PROBOLINGGO (Surau.ID) – Sejarah Pondok Pesantren Zainul Hasan Genggong tidak hanya mencatat kiprah para ulama besar yang memimpin lembaga tersebut, tetapi juga menyimpan jejak kehidupan sosok-sosok istimewa yang dikenal karena kedalaman ilmu dan ketulusan ibadahnya. Salah satu nama yang hingga kini tetap dikenang oleh kalangan santri dan ulama adalah Nun Abdul Jalil, putra Kiai Ahmad Nahrawi dan Nyai Marfu’ah.
Meski terlahir dengan kondisi fisik yang tidak sempurna akibat kelumpuhan sejak kecil, Nun Abdul Jalil dikenal sebagai pribadi yang memiliki keteguhan luar biasa dalam menempuh jalan spiritual. Keterbatasan itu tidak menghalanginya untuk mencapai kedudukan yang tinggi dalam pandangan para ulama sezamannya.
Di lingkungan pesantren, beliau dikenal sebagai sosok yang sangat sederhana. Kehidupannya jauh dari kemewahan dan lebih memilih menjalani hari-hari dalam suasana yang serba terbatas.
Nun Abdul Jalil menempati rumah sederhana berdinding anyaman bambu dengan lantai tanah. Perabot yang digunakan pun sangat minim, sementara tempat tidurnya hanya berupa dipan bambu tanpa alas kasur.
Kesederhanaan itu juga tercermin dari pakaian yang dikenakannya sehari-hari. Sarung dan baju yang digunakan sering kali penuh tambalan hasil jahitan tangan.

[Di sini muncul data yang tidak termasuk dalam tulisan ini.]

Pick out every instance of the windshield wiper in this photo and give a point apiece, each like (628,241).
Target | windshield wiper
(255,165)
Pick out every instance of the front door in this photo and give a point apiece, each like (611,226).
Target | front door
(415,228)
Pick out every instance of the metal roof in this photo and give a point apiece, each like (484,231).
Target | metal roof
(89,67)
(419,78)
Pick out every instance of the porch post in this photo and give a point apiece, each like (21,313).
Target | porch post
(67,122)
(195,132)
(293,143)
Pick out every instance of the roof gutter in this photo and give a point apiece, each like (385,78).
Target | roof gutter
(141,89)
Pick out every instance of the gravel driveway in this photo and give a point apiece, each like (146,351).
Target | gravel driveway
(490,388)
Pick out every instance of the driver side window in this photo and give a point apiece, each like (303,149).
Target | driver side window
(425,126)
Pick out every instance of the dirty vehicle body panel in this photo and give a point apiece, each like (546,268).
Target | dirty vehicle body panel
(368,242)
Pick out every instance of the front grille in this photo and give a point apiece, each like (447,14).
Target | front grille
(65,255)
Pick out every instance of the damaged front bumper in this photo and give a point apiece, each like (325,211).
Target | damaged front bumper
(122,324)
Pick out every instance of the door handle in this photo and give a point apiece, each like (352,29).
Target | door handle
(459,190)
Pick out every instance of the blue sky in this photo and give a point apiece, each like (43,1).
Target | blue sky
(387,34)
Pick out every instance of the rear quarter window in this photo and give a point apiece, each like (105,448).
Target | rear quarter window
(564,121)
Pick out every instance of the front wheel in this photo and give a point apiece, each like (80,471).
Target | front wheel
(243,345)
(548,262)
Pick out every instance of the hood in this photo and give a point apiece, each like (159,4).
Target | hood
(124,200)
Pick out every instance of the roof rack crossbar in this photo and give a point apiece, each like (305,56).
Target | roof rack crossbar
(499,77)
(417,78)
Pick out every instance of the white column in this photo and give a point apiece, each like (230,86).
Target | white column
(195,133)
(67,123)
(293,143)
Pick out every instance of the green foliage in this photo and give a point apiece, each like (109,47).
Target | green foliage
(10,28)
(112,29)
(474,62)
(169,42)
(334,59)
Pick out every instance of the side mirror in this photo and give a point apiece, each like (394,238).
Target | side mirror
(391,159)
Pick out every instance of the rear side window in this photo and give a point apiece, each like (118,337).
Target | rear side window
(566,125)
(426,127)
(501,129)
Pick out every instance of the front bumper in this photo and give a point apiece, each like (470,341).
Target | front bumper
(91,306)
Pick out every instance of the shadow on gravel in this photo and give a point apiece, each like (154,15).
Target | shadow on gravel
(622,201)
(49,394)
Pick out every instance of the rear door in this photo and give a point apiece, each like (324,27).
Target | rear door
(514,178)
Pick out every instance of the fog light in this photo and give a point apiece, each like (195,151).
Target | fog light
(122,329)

“Ketika beliau wafat, beliau hanya meninggalkan satu kain sarung. Itu pun merupakan sisa-sisa dari empat sarung tua yang dipotong dan dijahit menjadi satu,” kenang salah seorang santri kuno Ustadz Mohammad Hasan Qalyubi.

Beliau menetap di lingkungan Asrama K yang berada di belakang Masjid Al-Barokah Genggong. Kamar sederhana yang pernah ditempatinya hingga kini masih dirawat dan kerap dijadikan tempat bermunajat oleh para santri.
Nama Abdul Jalil yang disandangnya memiliki kisah tersendiri. Nama tersebut terinspirasi dari seorang alim asal Warung Dowo, Pasuruan, yang dikenal saleh dan memiliki kedekatan spiritual yang tinggi.
Harapan keluarga agar nama tersebut membawa keberkahan kemudian seolah terwujud. Walaupun tidak menempuh pendidikan formal dalam waktu lama, Nun Abdul Jalil dikenal memiliki keluasan ilmu agama yang membuat banyak kalangan menaruh hormat kepadanya.
Kemampuan beliau dalam bidang fiqih menjadikannya tempat bertanya berbagai persoalan keagamaan. Sejumlah ulama besar di wilayah tapal kuda Jawa Timur disebut pernah meminta pandangan beliau untuk menyelesaikan persoalan hukum Islam yang rumit.
Salah satu kisah yang sering diceritakan adalah keterlibatannya dalam memberikan pandangan hukum terkait persoalan iddah pasangan yang bercerai. Fatwa yang disampaikan dinilai mampu memberikan jalan keluar atas persoalan tersebut.
Selain dikenal alim, berbagai kisah karamah juga melekat pada sosoknya. Sejumlah santri dan masyarakat menuturkan pengalaman yang dianggap berada di luar kebiasaan manusia pada umumnya.
Meski demikian, keistimewaan yang paling sering dikenang justru bukan karamahnya, melainkan kebersihan hati dan keikhlasannya. Dalam berbagai kesempatan, beliau lebih menekankan pentingnya memperbaiki hati dibanding mengejar kedudukan atau kemasyhuran ilmu.
“Lebih baik berdoa meminta dibersihkan hati daripada memiliki banyak ilmu tetapi nantinya justru lupa diri karena hati yang kotor.”
Prinsip tersebut dijalani hingga akhir hayatnya. Bahkan ketika menghadapi berbagai ujian kehidupan, termasuk wafatnya putri semata wayang yang masih berusia tujuh bulan, beliau tetap menunjukkan sikap ridha dan tawakal.
Nun Abdul Jalil wafat pada usia 27 tahun pada Selasa Wage, 1 Rabiul Awal 1378 Hijriah. Kendati usianya singkat, keteladanan tentang kezuhudan, keikhlasan, dan kecintaan terhadap ilmu yang diwariskannya masih hidup dalam ingatan para santri hingga sekarang.